Not that long before heading for the theatre I’d noticed comments about a preview of one of the latest streaming shows, which is making efforts to invoke “the Jedi era,” being included with the re-release. That preview didn’t show up at my theatre, although I did notice a commercial for a special fortieth anniversary screening of the first episodes of the original Transformers cartoon with a “table read” featuring surviving voice actors. For the movie itself, anyway, I am rather comfortable about it now even if I can keep imagining some of the people most likely to see these comments being jolted away from “polite, careful silence.” Sometimes I wonder about being “stuck in 1999” myself. My recollections from back then amount to seeing “everyone” else be hit with instant, visceral revulsion towards “lame” comedy relief, such that I braced myself on opening night against some unimaginable crassness only to wind up as the credits rolled thinking “you know... I really liked it!” When “everyone” else just stayed fixated on how much the comedy relief had injured them, and newspaper columns started proclaiming it and all the other peculiar aliens in fact embodied offensive stereotypes of humans, things started getting uncomfortable again for me, although I did manage to see the movie a second time late that summer (on a Sunday morning of a weekend I’d returned to my university’s city for an anime club show there) and thought that maybe I was still all right with it.

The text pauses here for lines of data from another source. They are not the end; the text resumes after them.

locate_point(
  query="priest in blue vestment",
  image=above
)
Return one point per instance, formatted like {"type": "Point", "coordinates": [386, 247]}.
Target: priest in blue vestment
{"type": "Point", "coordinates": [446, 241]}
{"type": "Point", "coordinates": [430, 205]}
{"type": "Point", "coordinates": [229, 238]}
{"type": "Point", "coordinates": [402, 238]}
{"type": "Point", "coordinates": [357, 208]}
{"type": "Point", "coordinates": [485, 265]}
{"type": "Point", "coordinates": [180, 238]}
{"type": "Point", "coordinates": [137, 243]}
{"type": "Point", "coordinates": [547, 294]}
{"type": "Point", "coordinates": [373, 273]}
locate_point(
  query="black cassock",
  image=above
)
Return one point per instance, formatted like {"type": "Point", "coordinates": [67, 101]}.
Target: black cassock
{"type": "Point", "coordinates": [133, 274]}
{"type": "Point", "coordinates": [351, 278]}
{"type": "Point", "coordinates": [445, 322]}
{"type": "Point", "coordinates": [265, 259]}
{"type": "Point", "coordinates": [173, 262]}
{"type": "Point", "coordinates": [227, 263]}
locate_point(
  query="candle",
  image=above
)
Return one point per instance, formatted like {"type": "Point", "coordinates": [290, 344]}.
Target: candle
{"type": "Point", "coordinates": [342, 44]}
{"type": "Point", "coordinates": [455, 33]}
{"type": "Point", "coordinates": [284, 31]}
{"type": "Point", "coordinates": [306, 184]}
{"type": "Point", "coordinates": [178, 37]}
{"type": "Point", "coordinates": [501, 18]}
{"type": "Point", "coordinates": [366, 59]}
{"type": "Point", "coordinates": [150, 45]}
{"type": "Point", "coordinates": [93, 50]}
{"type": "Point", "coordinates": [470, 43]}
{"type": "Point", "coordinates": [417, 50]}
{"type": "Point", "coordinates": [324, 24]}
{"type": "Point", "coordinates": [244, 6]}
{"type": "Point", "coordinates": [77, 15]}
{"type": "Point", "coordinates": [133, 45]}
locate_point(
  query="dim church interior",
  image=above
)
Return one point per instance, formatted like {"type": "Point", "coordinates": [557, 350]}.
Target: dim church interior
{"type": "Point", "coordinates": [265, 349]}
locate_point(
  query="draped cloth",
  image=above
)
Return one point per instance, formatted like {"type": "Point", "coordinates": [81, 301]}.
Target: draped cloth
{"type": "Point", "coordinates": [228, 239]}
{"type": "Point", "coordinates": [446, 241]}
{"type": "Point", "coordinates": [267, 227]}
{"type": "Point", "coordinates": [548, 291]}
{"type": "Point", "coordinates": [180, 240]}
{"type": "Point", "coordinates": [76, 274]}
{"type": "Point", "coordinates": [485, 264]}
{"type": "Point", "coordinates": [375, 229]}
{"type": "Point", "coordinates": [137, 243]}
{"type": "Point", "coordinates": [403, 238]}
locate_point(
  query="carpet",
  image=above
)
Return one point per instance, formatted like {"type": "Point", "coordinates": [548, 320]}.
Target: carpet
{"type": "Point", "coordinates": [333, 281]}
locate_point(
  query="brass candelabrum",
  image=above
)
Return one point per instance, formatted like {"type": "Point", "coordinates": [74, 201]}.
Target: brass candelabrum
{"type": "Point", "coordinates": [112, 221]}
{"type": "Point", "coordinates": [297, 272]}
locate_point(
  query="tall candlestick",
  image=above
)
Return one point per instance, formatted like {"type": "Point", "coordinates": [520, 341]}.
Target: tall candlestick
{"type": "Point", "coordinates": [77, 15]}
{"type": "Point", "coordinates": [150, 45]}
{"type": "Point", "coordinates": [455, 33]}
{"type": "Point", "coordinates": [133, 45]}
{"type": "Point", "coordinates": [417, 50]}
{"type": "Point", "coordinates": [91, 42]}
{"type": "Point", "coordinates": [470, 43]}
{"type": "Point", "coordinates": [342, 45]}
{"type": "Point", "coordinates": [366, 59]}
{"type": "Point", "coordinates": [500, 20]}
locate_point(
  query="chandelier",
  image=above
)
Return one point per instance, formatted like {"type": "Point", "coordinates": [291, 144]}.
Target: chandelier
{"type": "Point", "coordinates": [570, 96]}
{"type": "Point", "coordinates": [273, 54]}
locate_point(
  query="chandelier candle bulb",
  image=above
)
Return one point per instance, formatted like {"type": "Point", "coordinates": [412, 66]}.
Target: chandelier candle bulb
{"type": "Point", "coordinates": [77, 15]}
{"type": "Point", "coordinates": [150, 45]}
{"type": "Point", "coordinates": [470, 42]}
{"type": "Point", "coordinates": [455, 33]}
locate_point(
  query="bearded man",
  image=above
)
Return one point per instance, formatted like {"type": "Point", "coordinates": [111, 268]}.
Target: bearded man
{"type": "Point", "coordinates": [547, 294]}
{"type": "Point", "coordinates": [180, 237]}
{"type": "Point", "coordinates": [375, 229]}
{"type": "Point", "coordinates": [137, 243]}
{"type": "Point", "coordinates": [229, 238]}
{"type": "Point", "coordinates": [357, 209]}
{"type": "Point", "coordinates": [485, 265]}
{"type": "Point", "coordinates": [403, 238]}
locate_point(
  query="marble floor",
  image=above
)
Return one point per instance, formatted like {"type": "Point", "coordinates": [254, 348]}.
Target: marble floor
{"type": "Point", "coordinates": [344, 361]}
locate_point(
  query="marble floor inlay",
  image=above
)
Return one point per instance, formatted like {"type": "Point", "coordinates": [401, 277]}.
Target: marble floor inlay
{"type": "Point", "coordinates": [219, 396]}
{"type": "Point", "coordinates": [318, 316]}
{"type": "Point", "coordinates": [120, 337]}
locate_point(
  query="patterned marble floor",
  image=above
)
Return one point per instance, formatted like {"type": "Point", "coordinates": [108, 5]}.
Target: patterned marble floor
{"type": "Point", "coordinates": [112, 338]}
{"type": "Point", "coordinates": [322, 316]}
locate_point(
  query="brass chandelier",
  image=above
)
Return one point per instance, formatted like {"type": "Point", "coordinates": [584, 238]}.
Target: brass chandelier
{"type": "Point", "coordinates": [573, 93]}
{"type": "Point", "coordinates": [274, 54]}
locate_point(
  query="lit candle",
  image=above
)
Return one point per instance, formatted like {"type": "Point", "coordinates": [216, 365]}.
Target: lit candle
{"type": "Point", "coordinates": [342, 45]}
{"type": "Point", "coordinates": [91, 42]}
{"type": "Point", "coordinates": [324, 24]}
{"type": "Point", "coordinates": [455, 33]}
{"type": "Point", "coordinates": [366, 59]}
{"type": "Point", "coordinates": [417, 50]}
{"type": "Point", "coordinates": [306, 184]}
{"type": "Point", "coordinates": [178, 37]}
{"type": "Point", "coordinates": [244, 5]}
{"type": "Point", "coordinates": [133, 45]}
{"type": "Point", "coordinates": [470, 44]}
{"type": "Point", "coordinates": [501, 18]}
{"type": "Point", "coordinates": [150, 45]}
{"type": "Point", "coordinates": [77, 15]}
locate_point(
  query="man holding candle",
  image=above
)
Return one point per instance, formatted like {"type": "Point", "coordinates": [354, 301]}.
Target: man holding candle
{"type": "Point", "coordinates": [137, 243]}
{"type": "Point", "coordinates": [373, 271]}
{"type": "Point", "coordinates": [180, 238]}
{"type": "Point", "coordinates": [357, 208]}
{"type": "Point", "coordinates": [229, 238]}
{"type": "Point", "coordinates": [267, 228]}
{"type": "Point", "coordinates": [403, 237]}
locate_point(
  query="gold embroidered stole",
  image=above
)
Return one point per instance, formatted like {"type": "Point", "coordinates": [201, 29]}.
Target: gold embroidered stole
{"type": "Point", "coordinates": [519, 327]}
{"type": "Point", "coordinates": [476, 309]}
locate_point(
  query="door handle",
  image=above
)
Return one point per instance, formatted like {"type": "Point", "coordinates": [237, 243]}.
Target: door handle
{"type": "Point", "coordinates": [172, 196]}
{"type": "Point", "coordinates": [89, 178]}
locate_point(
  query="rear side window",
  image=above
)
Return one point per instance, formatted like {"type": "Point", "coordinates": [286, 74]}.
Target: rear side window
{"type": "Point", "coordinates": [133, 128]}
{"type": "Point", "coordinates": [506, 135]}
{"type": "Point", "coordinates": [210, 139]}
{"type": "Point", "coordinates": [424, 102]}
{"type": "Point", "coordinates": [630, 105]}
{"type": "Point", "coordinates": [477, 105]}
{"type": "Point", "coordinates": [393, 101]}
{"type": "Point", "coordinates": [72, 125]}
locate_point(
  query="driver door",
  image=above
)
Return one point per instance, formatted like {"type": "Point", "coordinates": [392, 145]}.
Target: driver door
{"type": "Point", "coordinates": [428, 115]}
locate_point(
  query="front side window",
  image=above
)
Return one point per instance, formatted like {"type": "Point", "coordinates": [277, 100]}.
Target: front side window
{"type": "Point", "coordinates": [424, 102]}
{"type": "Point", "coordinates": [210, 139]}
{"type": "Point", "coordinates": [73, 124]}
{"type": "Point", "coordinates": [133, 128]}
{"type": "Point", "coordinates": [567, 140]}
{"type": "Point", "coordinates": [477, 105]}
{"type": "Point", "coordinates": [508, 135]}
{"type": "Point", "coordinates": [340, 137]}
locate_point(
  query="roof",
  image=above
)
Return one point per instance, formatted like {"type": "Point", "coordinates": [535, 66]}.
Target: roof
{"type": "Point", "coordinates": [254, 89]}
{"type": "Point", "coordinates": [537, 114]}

Over the years, as the negativity encompassed still more of the movie, I’ll admit to temptations of imagining “the indignation spread because it was, in fact, silly to be so worked up over one thing...” At the same time, I suppose I dodged the question of “that’s not actually funny, is it?” by making efforts to imagine Jar Jar as horribly aware awful things keep happening to him yet unable to do anything about it, at least until I began noticing “visual quotes” connecting him to certain silent film comedy stunts.

I might also be forever tempted to try and work out in my head ways the schemes of Darth Sidious might have had to have been trimmed and redirected over the course of the movie itself. It’s easy enough to suppose he possesses a diabolical foresight of everything, and yet that can also seem “a fallback for those whose indignation has spread to encompass the good guys, if in a less acidic concentration than some.” At a certain point that “diabolical foresight” might as well continue to the moment where Luke Skywalker refuses to kill his father, which might make it all the more significant yet still raises an uncertain question of “why does it break down then?”

I had contemplated going on from this movie to watching five discs of my Blu-Ray set earlier this year for once, but at a certain point I got to wondering about the image filling the screen from top to bottom. My impression has long been of the Star Wars movies being “wider than ‘widescreen’”; if the aspect ration was wrong, I suppose the temptation became to watch the Blu-Ray set in that affected order where “the Republic trilogy” becomes an extended flashback between The Empire Strikes Back and Return of the Jedi. The sound, anyway, had a bit more impact than my TV speakers, and there was some applause from the crowd at the end (and I wasn’t one of the first to clap). After sticking around for all of the credits, though, I did happen to overhear one of the “fans” already mentioned rolling out the usual complaints about the dialogue. I did my best to suppose “his loss.”